By Kacey Bradley
With budget airlines and bus companies sweeping not just the nation, but also the world, traveling domestically and internationally has become more feasible for almost anyone. Whereas travelers may be willing to skimp when it comes to their transportation, however, there’s one area of globetrotting where most are willing to splurge: their accommodations.
The industry is experiencing a trend toward smaller boutique hotels and away from the typical massive hotel model. Why? A few reasons. For one thing, travelers are more interested in a hotel room that they can Instagram than a space that simply has the basics, like a bed and TV. They’re also willing to forgo luxuries like a large bathroom to enjoy more creative amenities, like a common room packed with board games.
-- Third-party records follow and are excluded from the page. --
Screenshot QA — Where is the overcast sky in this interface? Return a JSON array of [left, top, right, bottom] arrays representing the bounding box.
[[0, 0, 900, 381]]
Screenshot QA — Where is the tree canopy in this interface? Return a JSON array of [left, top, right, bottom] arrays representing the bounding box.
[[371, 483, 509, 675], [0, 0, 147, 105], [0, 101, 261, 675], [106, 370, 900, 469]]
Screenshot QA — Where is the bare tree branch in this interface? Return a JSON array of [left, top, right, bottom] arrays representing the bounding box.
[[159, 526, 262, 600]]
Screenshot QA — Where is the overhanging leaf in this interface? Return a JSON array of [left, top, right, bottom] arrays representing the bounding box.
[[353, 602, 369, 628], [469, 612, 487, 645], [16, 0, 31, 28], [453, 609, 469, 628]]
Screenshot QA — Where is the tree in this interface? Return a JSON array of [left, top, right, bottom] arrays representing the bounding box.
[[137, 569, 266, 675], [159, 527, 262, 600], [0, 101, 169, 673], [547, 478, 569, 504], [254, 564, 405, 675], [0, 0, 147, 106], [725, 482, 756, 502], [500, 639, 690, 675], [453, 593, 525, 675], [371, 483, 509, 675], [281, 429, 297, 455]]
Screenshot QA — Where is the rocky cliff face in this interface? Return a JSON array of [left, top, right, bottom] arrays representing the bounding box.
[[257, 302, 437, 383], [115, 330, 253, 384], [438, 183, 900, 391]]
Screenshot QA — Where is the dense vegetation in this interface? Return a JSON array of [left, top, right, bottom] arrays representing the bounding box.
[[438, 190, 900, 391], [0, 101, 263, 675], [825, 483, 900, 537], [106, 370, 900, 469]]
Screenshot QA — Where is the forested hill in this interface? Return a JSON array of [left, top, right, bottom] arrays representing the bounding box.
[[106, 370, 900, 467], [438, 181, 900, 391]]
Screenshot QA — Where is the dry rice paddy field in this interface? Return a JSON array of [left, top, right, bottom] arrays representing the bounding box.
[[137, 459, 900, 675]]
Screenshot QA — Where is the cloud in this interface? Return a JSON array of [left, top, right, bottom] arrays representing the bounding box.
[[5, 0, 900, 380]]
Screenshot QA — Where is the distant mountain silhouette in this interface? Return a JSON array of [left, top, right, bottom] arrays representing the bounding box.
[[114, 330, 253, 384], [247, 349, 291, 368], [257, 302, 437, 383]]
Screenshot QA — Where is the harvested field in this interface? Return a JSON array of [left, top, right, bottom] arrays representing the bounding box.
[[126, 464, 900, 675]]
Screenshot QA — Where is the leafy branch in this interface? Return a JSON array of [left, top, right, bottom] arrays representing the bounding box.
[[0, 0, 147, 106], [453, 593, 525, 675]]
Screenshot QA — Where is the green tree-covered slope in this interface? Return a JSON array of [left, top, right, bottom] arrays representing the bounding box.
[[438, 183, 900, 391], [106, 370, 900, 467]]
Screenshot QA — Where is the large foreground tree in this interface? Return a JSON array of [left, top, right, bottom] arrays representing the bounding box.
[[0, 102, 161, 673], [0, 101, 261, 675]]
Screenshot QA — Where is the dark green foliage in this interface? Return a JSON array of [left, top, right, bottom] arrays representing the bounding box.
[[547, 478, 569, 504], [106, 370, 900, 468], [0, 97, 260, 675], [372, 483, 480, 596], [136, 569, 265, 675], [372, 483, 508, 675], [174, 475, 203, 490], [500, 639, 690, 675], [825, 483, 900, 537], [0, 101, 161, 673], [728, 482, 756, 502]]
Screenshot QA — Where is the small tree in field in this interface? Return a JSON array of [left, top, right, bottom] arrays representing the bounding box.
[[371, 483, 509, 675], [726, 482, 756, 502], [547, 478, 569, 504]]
Keep reading to learn a few reasons why travelers are changing the way they stay.
A Local Experience
Local, independent businesspeople typically own smaller boutique hotels. Local owners bring something special to the table. Unlike larger corporations, which typically create a team of employees around the country or sometimes the world, a local hotel owner will often hire a staff of locals. Together, this locally sourced workforce can infuse the hotel with the region’s culture and character, offering a unique experience you wouldn’t get at a cookie-cutter establishment.
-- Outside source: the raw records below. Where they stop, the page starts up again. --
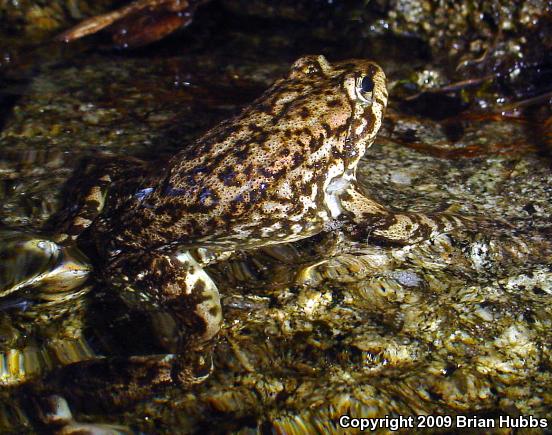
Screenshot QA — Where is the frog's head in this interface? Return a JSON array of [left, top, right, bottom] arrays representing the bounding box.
[[290, 56, 387, 167]]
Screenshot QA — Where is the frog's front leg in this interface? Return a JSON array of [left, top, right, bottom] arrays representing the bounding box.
[[339, 184, 469, 245], [103, 251, 222, 383]]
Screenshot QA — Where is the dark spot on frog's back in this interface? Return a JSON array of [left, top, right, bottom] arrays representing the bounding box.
[[327, 98, 342, 107]]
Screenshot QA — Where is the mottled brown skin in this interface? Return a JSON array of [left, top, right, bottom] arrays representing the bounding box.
[[54, 56, 460, 388]]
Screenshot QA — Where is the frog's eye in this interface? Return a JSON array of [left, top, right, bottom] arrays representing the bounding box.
[[360, 76, 374, 93], [357, 76, 374, 104]]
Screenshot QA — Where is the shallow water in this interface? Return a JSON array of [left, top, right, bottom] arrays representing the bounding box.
[[0, 1, 552, 433]]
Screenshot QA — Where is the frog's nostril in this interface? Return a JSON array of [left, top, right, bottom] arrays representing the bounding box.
[[360, 76, 374, 92]]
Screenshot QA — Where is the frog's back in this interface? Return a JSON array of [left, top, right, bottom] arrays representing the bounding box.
[[94, 57, 383, 252]]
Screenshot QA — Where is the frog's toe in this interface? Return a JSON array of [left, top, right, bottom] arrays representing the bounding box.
[[105, 251, 222, 353]]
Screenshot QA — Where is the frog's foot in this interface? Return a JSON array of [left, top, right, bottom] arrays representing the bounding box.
[[0, 230, 92, 304], [105, 251, 222, 364], [34, 350, 213, 414], [45, 154, 145, 245], [57, 0, 207, 48], [339, 185, 472, 245]]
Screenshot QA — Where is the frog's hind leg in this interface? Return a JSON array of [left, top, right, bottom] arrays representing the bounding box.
[[105, 251, 222, 384], [339, 185, 470, 245]]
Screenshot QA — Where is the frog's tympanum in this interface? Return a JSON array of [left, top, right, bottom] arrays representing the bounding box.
[[8, 56, 460, 388]]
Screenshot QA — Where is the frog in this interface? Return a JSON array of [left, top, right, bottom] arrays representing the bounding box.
[[10, 55, 463, 392]]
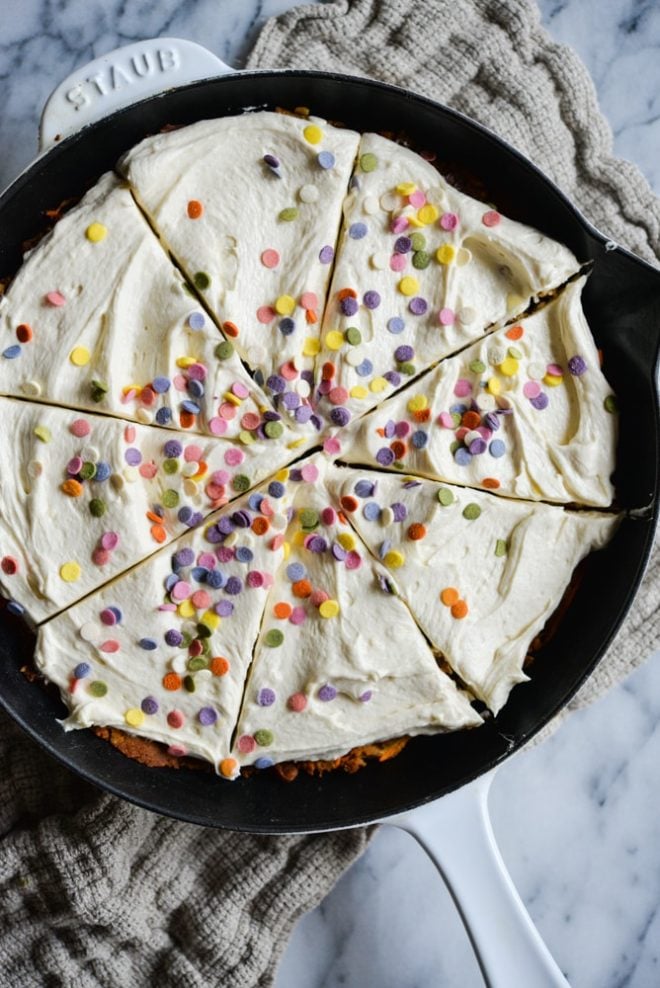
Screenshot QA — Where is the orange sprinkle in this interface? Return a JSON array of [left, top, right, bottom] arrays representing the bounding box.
[[291, 580, 312, 597], [252, 515, 270, 535], [16, 322, 34, 343], [451, 600, 468, 620], [163, 672, 181, 692], [62, 478, 83, 497], [150, 525, 167, 542]]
For example, a contemporary hotel with local ownership may feature materials like reclaimed wood in the headboards, perhaps from a local farm, or serve food cultivated by the area’s farmers. It might also feature local crooners at the in-house restaurant or offer sips of wine from the region. More and more, travelers are gravitating toward elements like these as opposed to the traditional touches.
A Personal Touch
What’s more, when adventurers choose to stay at a boutique hotel, they usually enjoy a certain level of customer service that they won’t find anywhere else. Since the people who own and work at a boutique hotel have put their blood, sweat and tears into the business, they’re more invested than employees who feel like they’re just a number at a larger hotel chain.
Guests appreciate the staff’s extra effort, which is evident by the warm greeting they receive upon check-in. The team at a smaller hotel or B&B is also more apt to learn the guests’ names and offer them suggestions for places to eat, things to do and spots to see while they’re in town. Small differences like these can have a big impact on the quality of someone’s stay.
A Wealth of Character
When most people picture a hotel, they simply imagine a big box with windows and an overhang out front. But when you choose to stay at a unique spot, there’s really no formula for its appearance. Inns and haute motels exude character, from the architecture of the building to the careful interior design of each room — which is often totally different from the next.
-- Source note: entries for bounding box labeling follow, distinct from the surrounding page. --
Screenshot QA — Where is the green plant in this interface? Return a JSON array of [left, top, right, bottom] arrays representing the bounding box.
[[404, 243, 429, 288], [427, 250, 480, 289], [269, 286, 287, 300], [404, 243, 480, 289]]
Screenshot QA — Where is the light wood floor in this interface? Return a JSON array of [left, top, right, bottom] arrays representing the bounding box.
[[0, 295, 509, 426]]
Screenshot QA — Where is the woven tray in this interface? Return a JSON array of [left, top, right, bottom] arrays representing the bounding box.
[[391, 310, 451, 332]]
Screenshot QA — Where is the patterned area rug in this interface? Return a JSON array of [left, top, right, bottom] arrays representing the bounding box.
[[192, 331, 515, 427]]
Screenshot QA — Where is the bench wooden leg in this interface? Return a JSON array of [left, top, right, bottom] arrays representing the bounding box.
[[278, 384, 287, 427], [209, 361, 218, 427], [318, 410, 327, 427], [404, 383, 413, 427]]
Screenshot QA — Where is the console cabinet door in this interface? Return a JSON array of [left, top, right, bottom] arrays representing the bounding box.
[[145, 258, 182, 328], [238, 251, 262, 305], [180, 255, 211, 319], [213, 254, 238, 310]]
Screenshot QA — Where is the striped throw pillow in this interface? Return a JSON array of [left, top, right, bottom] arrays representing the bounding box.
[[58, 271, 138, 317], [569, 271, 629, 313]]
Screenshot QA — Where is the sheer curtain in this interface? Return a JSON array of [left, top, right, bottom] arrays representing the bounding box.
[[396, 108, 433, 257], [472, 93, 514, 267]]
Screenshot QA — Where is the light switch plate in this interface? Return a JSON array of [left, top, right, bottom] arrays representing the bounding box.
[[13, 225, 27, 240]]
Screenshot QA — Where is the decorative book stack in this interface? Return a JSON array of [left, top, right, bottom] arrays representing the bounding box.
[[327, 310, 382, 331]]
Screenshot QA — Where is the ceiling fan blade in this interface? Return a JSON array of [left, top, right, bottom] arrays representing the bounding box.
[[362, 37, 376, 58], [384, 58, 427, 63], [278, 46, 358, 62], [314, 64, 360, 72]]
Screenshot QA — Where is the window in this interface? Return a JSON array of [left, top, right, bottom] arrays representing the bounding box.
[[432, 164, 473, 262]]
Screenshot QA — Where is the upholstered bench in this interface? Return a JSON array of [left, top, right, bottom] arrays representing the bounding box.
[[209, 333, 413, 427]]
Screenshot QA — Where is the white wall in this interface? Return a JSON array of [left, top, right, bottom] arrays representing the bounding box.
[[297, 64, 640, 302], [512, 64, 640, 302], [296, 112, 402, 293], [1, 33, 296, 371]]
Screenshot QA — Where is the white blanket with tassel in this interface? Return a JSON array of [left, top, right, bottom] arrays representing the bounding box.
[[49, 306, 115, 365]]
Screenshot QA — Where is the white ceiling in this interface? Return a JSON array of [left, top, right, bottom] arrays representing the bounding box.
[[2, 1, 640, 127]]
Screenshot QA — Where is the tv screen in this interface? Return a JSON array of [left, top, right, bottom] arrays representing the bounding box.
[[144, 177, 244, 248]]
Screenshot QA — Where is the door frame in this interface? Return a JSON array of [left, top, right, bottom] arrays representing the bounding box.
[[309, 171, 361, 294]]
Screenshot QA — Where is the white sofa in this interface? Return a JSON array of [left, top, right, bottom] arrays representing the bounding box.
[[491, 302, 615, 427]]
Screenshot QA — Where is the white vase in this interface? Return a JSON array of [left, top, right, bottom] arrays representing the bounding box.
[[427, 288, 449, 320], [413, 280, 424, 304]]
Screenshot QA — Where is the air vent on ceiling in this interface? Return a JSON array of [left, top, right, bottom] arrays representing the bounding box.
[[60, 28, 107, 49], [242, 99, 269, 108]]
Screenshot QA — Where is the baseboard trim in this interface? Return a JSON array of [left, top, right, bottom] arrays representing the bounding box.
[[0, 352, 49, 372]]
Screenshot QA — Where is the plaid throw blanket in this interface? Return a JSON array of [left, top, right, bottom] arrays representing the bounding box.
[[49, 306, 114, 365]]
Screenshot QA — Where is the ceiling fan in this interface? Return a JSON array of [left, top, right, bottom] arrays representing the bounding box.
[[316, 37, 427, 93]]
One spot on the East Coast that’s known for its wealth of character is Ocean City, New Jersey. Although the seaside town offers a few larger hotels, it's mostly dotted with smaller boutique hotels and inns where visitors truly feel like a part of the local community. Many of them have been around for decades, so they have the character built right in, as well as a team who's seasoned in providing superior customer service.
A Longer List of Amenities
Whereas your average chain hotel offers amenities like a gym and a business center, smaller hotels stray from the norm in this sense, too. Their list of amenities usually includes higher-end, unexpected touches, such as top-notch bed linens with a soaring thread count and spa-quality products in the bathroom. They may even have a rooftop pool, a billiards room or another unique source of entertainment.
Guests may be looking for a yoga class to start their morning, a boutique wine bar that’s right downstairs or a continental breakfast with locally baked muffins. Smaller hotels can provide amenities like these, which sets them apart from the crowd. So, although these types of patrons probably won’t care if their room is on the smaller side, they will notice whether there are any gluten-free options at the breakfast buffet and if the person at the front desk smiles when they say hello.
With smaller, boutique-style hotels, inns and B&Bs trending in the industry, expect to see owners and management teams getting more and more creative with their approaches to accommodations. Hotels are no longer just a place to lay your head, but an extension of the traveling experience. With this knowledge in mind, it might be time to take your amenities or customer service to the next level. If they haven’t yet, customers in the coming years will begin to demand it. So, stay ahead of this breaking trend!